Add exdf-du CLI to determine storage size per source or key
As I've been needing this quite a few times in recent weeks and the notebook prototype was fairly clunky to use, I finally shaped it into a CLI. It can determine the amount of storage taken by sources or their individual keys in a collection of EXDF files. In the spirit of du
, it is called exdf-du
.
It offers two methods to determine storage size:
-
Array memory size: The default method iterates over all sources and their keys, and determines the size their data would take in memory by
np.prod(kd.shape) * kd.dtype.itemsize
. This is fairly efficient as it only accesses the key names andINDEX
data, but will not account for chunking or compression.

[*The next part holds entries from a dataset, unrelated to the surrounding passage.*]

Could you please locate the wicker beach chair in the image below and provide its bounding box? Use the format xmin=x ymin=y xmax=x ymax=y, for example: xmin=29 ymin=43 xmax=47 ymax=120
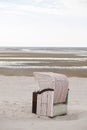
xmin=32 ymin=72 xmax=68 ymax=117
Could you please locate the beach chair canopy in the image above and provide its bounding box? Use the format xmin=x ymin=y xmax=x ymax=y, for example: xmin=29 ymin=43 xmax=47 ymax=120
xmin=34 ymin=72 xmax=68 ymax=104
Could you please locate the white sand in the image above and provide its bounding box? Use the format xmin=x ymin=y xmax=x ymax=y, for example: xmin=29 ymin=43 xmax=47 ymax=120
xmin=0 ymin=76 xmax=87 ymax=130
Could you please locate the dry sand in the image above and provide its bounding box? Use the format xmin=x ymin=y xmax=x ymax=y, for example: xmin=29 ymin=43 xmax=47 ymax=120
xmin=0 ymin=76 xmax=87 ymax=130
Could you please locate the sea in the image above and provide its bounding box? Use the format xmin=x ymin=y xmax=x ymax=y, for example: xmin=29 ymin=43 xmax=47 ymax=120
xmin=0 ymin=47 xmax=87 ymax=77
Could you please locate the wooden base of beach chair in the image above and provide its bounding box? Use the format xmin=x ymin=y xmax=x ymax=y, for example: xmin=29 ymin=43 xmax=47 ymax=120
xmin=52 ymin=104 xmax=67 ymax=117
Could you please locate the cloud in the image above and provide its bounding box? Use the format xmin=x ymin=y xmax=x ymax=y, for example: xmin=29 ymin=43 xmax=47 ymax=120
xmin=0 ymin=0 xmax=87 ymax=16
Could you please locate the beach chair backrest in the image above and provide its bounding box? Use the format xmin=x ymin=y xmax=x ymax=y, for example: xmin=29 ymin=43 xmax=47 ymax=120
xmin=34 ymin=72 xmax=68 ymax=104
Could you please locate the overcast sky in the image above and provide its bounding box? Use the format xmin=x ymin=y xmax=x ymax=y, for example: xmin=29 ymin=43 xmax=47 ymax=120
xmin=0 ymin=0 xmax=87 ymax=47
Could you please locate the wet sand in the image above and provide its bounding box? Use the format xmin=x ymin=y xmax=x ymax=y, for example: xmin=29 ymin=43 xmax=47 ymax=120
xmin=0 ymin=52 xmax=87 ymax=77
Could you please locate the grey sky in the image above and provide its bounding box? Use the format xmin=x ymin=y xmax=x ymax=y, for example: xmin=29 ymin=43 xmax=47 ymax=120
xmin=0 ymin=0 xmax=87 ymax=46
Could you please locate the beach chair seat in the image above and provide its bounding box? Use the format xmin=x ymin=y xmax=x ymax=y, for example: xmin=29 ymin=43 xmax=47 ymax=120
xmin=32 ymin=72 xmax=68 ymax=117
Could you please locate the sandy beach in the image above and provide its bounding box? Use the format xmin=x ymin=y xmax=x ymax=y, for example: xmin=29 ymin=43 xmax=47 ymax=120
xmin=0 ymin=75 xmax=87 ymax=130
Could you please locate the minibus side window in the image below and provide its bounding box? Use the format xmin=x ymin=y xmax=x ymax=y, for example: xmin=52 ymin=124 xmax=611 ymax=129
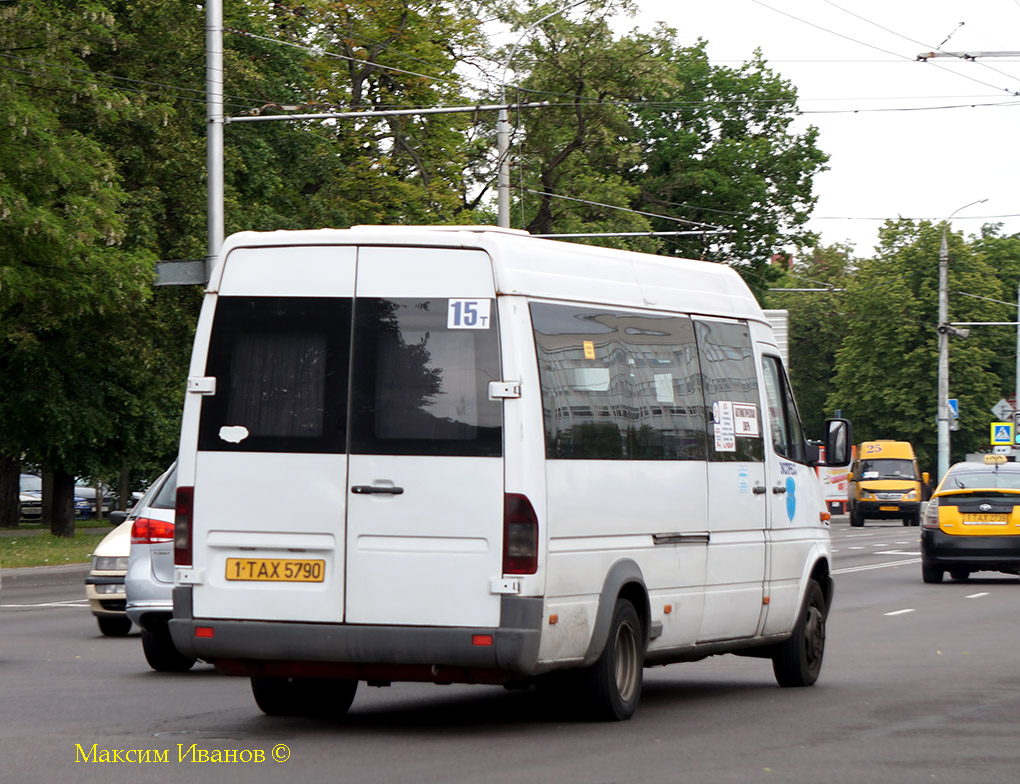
xmin=531 ymin=303 xmax=706 ymax=460
xmin=199 ymin=297 xmax=351 ymax=453
xmin=351 ymin=297 xmax=503 ymax=457
xmin=695 ymin=320 xmax=765 ymax=463
xmin=762 ymin=356 xmax=807 ymax=463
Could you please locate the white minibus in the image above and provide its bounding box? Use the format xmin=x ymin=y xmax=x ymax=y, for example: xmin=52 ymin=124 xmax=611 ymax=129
xmin=170 ymin=226 xmax=852 ymax=720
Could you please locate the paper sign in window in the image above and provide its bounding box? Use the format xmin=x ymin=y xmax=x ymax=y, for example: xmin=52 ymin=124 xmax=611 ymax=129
xmin=733 ymin=403 xmax=761 ymax=437
xmin=655 ymin=373 xmax=676 ymax=403
xmin=712 ymin=401 xmax=736 ymax=452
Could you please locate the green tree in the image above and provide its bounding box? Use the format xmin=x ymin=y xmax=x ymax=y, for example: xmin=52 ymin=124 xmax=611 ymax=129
xmin=0 ymin=0 xmax=153 ymax=535
xmin=827 ymin=220 xmax=1005 ymax=477
xmin=485 ymin=0 xmax=826 ymax=292
xmin=765 ymin=245 xmax=853 ymax=439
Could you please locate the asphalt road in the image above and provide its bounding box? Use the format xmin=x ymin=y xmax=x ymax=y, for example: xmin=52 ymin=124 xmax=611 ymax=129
xmin=0 ymin=518 xmax=1020 ymax=784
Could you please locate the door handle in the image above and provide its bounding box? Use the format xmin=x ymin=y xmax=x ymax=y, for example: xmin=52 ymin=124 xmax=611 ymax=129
xmin=351 ymin=484 xmax=404 ymax=495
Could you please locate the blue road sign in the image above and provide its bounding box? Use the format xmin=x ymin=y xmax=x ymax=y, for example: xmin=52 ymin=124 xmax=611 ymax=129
xmin=990 ymin=422 xmax=1013 ymax=447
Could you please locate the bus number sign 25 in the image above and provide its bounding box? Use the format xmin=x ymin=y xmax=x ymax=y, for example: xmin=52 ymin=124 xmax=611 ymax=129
xmin=447 ymin=300 xmax=493 ymax=329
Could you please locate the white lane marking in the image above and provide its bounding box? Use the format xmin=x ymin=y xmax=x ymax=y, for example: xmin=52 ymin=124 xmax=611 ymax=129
xmin=832 ymin=558 xmax=921 ymax=574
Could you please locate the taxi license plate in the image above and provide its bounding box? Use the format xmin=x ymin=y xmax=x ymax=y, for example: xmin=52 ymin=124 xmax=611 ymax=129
xmin=224 ymin=558 xmax=325 ymax=582
xmin=963 ymin=514 xmax=1010 ymax=525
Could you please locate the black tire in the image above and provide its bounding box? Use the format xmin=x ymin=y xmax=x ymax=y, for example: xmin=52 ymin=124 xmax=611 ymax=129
xmin=96 ymin=615 xmax=131 ymax=637
xmin=252 ymin=676 xmax=358 ymax=719
xmin=581 ymin=598 xmax=645 ymax=722
xmin=142 ymin=627 xmax=195 ymax=673
xmin=772 ymin=580 xmax=828 ymax=686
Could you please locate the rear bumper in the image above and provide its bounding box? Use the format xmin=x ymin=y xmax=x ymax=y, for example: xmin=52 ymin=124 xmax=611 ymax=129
xmin=169 ymin=587 xmax=544 ymax=683
xmin=921 ymin=528 xmax=1020 ymax=572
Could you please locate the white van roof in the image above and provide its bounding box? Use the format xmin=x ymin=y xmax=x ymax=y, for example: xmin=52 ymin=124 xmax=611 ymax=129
xmin=219 ymin=225 xmax=768 ymax=323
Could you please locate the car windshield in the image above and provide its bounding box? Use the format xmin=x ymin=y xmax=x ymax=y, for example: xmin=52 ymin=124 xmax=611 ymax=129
xmin=861 ymin=458 xmax=917 ymax=479
xmin=149 ymin=466 xmax=177 ymax=509
xmin=942 ymin=469 xmax=1020 ymax=490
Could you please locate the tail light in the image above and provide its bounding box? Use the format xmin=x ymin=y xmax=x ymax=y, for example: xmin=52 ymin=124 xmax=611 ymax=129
xmin=503 ymin=492 xmax=539 ymax=574
xmin=173 ymin=487 xmax=195 ymax=566
xmin=131 ymin=517 xmax=173 ymax=544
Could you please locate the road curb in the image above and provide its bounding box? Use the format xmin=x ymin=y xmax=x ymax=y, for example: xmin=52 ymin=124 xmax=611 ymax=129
xmin=0 ymin=564 xmax=89 ymax=588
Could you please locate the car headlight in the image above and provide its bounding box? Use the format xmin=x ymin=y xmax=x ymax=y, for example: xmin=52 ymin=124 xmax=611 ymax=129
xmin=92 ymin=556 xmax=128 ymax=572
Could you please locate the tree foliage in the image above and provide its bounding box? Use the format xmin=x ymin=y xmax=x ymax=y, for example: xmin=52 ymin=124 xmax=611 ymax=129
xmin=827 ymin=220 xmax=1015 ymax=477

For AGIPDproc
data e.g., it will overestimate its size by a factor of 5 due the compression of gain and mask. There is a warning built-in whenever it encounters compressed datasets -
Actual storage size: In exact mode, it will iterate over every dataset of all sources and keys to determine their true storage size through
h5py.Dataset.id.get_storage_size()
. This should always be accurate, but its runtime seems to scale with the data size and thus can be quite time consuming for large runs. An AGIPD raw run e.g. can take several minutes, even if restricted to only instrument data.
UPDATE: The default method now uses a combination of both - uncompressed datasets use array memory size, while for compressed ones the actual storage size in the first file extrapolated to the entire data.
@kluyvert Could you have a brief look please?